Maurice M. Roumani, Haaretz, 8/2/20201
Traduit par Fausto Giudice, Tlaxcala

Maurice M. Roumani, né à Benghazi, en Libye, est professeur émérite de politique et de relations internationales, de religion et de société au Moyen-Orient et fondateur du Centre J. R. Elyachar pour les études sur l'héritage sépharade à l'Université Ben-Gourion du Néguev en Israël. Il est spécialisé dans les relations ethniques en Israël, les Juifs des pays arabes, le conflit du Moyen-Orient, et il est un expert de l'histoire des Juifs libyens, des relations entre Juifs et Musulmans et de l'impact des politiques de l'Holocauste          en Afrique           du         Nord.               Auteur            de The Jews of Libya: Coexistence,Persecution,Resettlement, Sussex Academic, 2021 (inédit en français), dont l'article ci-dessous est un avant-goût.

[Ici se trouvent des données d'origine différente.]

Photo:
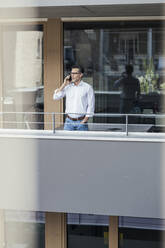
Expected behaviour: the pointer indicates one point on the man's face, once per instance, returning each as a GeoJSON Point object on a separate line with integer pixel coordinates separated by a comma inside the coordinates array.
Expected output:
{"type": "Point", "coordinates": [76, 75]}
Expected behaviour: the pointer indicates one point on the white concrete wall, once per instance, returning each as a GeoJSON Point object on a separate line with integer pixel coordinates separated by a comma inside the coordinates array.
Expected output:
{"type": "Point", "coordinates": [38, 3]}
{"type": "Point", "coordinates": [82, 176]}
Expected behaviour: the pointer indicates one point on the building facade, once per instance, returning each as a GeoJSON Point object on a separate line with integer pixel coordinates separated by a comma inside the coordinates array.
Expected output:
{"type": "Point", "coordinates": [104, 188]}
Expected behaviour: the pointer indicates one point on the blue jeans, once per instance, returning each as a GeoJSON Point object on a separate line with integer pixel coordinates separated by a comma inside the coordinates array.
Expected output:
{"type": "Point", "coordinates": [75, 125]}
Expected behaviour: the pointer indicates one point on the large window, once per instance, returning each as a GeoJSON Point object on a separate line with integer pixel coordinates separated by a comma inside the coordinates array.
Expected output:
{"type": "Point", "coordinates": [104, 48]}
{"type": "Point", "coordinates": [22, 75]}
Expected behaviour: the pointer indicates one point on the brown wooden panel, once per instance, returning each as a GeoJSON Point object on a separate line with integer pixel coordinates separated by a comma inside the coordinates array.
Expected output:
{"type": "Point", "coordinates": [113, 232]}
{"type": "Point", "coordinates": [55, 230]}
{"type": "Point", "coordinates": [53, 68]}
{"type": "Point", "coordinates": [1, 79]}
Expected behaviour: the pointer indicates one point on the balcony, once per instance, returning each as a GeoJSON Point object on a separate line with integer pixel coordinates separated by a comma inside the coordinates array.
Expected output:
{"type": "Point", "coordinates": [94, 172]}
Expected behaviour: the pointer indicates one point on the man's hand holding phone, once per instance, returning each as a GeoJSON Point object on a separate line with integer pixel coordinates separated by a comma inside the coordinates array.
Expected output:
{"type": "Point", "coordinates": [67, 80]}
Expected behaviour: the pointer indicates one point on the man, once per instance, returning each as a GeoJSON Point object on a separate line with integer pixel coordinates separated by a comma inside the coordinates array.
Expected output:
{"type": "Point", "coordinates": [79, 100]}
{"type": "Point", "coordinates": [130, 90]}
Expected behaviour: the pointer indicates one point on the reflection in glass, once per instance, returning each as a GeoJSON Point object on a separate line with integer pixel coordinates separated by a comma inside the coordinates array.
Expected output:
{"type": "Point", "coordinates": [103, 49]}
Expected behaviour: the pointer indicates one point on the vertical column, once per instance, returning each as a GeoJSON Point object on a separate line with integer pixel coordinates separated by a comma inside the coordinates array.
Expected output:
{"type": "Point", "coordinates": [53, 68]}
{"type": "Point", "coordinates": [55, 230]}
{"type": "Point", "coordinates": [2, 229]}
{"type": "Point", "coordinates": [113, 232]}
{"type": "Point", "coordinates": [1, 79]}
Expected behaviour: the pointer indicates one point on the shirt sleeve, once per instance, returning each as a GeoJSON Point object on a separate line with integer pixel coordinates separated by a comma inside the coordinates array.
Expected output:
{"type": "Point", "coordinates": [58, 95]}
{"type": "Point", "coordinates": [91, 103]}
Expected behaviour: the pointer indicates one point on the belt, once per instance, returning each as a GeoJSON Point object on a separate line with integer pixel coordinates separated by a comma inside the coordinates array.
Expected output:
{"type": "Point", "coordinates": [76, 119]}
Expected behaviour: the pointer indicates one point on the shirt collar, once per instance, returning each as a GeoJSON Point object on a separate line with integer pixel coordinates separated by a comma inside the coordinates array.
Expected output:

 Un témoin de la déportation des Juifs de Libye, qui a perdu une grande partie de sa famille dans le bombardement d'un faubourg de Tunis en 1943, raconte l'histoire de cette communauté aujourd'hui disparue, victime à sa manière de la solution finale.

 

Enfants juifs avec des moutons pour le sacrifice de Pessah (Pâque) dans la Hara (quartier juif) de Tripoli, années 1940

J'étais un enfant lorsque j'ai été déporté dans un camion avec mes parents de Benghazi vers la Tunisie, et j'ai été témoin du bombardement (par les Alliés) de La Marsa, une banlieue de Tunis, le 10 mars 1943. Treize membres de ma famille y ont été tués, dont ma grand-mère, mes oncles et tantes et d'autres parents. Pendant de nombreuses années, j'ai enquêté sur les circonstances du bombardement, et au cours de mes recherches, j'ai découvert et reconstitué à partir d'archives de nouveaux détails sur l'évacuation et la déportation des Juifs libyens vers l'Afrique du Nord française pendant la Seconde Guerre mondiale.


La visite de Mussolini en Libye en 1937

Tout a commencé en 1938, lorsque l'Italie fasciste de Mussolini a promulgué les lois raciales contre les Juifs. Bien que la Libye soit sous domination italienne, ces lois n'y sont pas appliquées, grâce au gouverneur général italien du pays, Italo Balbo, qui considère les Juifs comme un élément important de l'économie libyenne et tente de réduire les mesures discriminatoires prises à leur encontre. Après la mort tragique de Balbo, en 1940, deux gouverneurs temporaires sont nommés et révoqués en rapidement l’un après l’autres, avant la nomination du général Ettore Bastico, en juillet 1941.

En septembre, Bastico a exigé que les 7 000 étrangers présents en Libye, dont de nombreux Juifs, soient transférés en Italie. Bastico affirmait que leur loyauté était douteuse et que leur présence aggravait la pénurie alimentaire. Le ministère italien de l'Intérieur oppose son veto à cette idée, invoquant le manque d'espace dans les prisons, le manque de matériaux de construction pour de nouveaux camps de concentration et les problèmes de transport. Le ministère a suggéré que les "ressortissants dangereux" soient internés dans des camps de concentration en Libye même - et sinon, que les citoyens français et tunisiens (juifs et musulmans confondus) parmi eux soient expulsés vers leurs pays d'origine : la Tunisie, l'Algérie et le Maroc. Malgré l'autorisation officielle du plan par Mussolini lui-même, le 20 septembre 1941, l'opération s'avère complexe et difficile à exécuter.